G.Saray, Antalya'ya maç boyunca bir kez ciddi pozisyon verdi, onda da Semih'in gollük şutunu Aykut çıkardı. Berk İsmail'in pozisyonu ise Galatasaray'ın gole en çok yaklaştığı andı.
Mancini tüm takıma öyle bir özgüven aşılamış ki gençler, bu güven ciddiyeti içinde egoistçe davranmadan, şımarmadan ve takım oyununa sadık kalarak Antalya ile kafa kafaya oynadılar.
Mancini'nin gençlere güvenmesi güzel bir davranıştı ve boşa çıkmadı. Ancak Mancini grubun son maçında lider olmayı yeterince kafaya takmamış. Maç oynanırken diğer karşılaşma ile ilgili bilgi edinmemiş. Şimdi G.Saray'ın yarı finaldeki rakibi Bursa olacak.
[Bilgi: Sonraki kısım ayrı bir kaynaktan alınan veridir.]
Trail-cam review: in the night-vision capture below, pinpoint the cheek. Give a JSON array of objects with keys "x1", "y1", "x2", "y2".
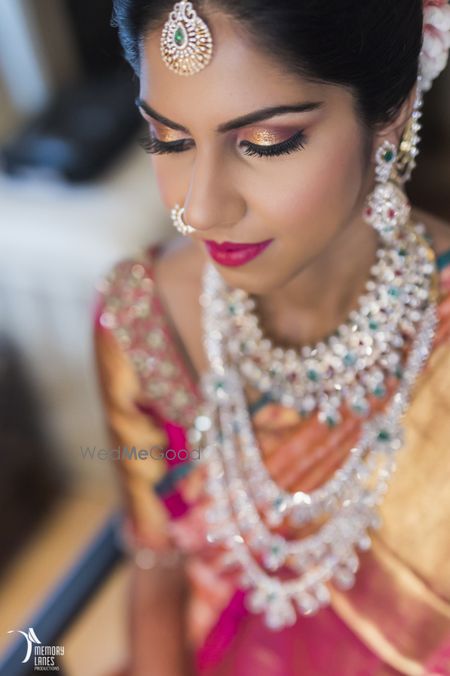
[{"x1": 151, "y1": 156, "x2": 183, "y2": 209}]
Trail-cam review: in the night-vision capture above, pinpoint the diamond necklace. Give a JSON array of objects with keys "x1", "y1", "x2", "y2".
[
  {"x1": 218, "y1": 225, "x2": 434, "y2": 427},
  {"x1": 191, "y1": 224, "x2": 437, "y2": 629}
]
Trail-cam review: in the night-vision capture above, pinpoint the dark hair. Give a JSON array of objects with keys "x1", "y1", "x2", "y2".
[{"x1": 112, "y1": 0, "x2": 423, "y2": 128}]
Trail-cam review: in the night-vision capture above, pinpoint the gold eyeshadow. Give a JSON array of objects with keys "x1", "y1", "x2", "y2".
[
  {"x1": 245, "y1": 129, "x2": 284, "y2": 146},
  {"x1": 150, "y1": 123, "x2": 182, "y2": 143}
]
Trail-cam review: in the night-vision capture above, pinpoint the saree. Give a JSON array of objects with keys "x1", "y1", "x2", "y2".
[{"x1": 93, "y1": 240, "x2": 450, "y2": 676}]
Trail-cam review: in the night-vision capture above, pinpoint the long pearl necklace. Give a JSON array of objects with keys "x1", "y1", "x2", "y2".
[
  {"x1": 191, "y1": 224, "x2": 437, "y2": 630},
  {"x1": 219, "y1": 226, "x2": 434, "y2": 427}
]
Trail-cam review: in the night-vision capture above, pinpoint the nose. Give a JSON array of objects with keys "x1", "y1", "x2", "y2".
[{"x1": 183, "y1": 149, "x2": 246, "y2": 235}]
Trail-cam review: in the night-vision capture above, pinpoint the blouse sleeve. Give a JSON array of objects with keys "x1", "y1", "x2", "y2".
[{"x1": 93, "y1": 262, "x2": 170, "y2": 549}]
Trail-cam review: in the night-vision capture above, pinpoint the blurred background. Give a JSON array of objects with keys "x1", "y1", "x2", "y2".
[{"x1": 0, "y1": 0, "x2": 450, "y2": 676}]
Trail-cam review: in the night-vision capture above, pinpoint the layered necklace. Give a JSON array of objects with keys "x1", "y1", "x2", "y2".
[{"x1": 191, "y1": 224, "x2": 437, "y2": 630}]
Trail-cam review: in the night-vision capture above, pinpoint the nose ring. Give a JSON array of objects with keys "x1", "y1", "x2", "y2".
[{"x1": 170, "y1": 204, "x2": 195, "y2": 235}]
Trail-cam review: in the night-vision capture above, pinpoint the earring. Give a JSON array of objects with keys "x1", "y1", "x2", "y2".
[
  {"x1": 364, "y1": 140, "x2": 411, "y2": 240},
  {"x1": 396, "y1": 84, "x2": 423, "y2": 183},
  {"x1": 170, "y1": 204, "x2": 195, "y2": 235}
]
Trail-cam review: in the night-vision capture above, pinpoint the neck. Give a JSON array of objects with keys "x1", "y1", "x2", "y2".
[{"x1": 255, "y1": 218, "x2": 379, "y2": 347}]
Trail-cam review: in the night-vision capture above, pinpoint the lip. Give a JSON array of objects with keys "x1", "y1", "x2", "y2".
[{"x1": 204, "y1": 239, "x2": 273, "y2": 267}]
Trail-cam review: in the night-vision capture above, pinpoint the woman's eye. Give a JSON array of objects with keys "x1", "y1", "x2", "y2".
[
  {"x1": 239, "y1": 130, "x2": 306, "y2": 157},
  {"x1": 139, "y1": 130, "x2": 306, "y2": 157},
  {"x1": 139, "y1": 134, "x2": 192, "y2": 155}
]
Ligde şampiyonluğu kovalarken, Bursa ile kupada iki maç oynamak doğru mu acaba? Çünkü statü gereği ilk maç İstanbul'da, rövanşı Bursa'da. G.Saray Bursa'ya 6 gol attı. Bu rakibi strese soktu. Dilerim Mancini aklına getirmediği bu ayrıntı nedeniyle grubu lider bitirmemenin sıkıntılarını ve gerilimini yaşamaz. Çünkü Bursa ağır yenilginin rövanşını kupada almaya çalışacaktır.
25 Ağustos'tan bu yana sakatlıkla uğraşan Hamit geri döndü. Oyuna girdiğinde fiziksel zafiyet olduğunu gördüm ama isteği ve iştahı üst düzeydeydi. Hamit yeni bir transfer gibi gelecek.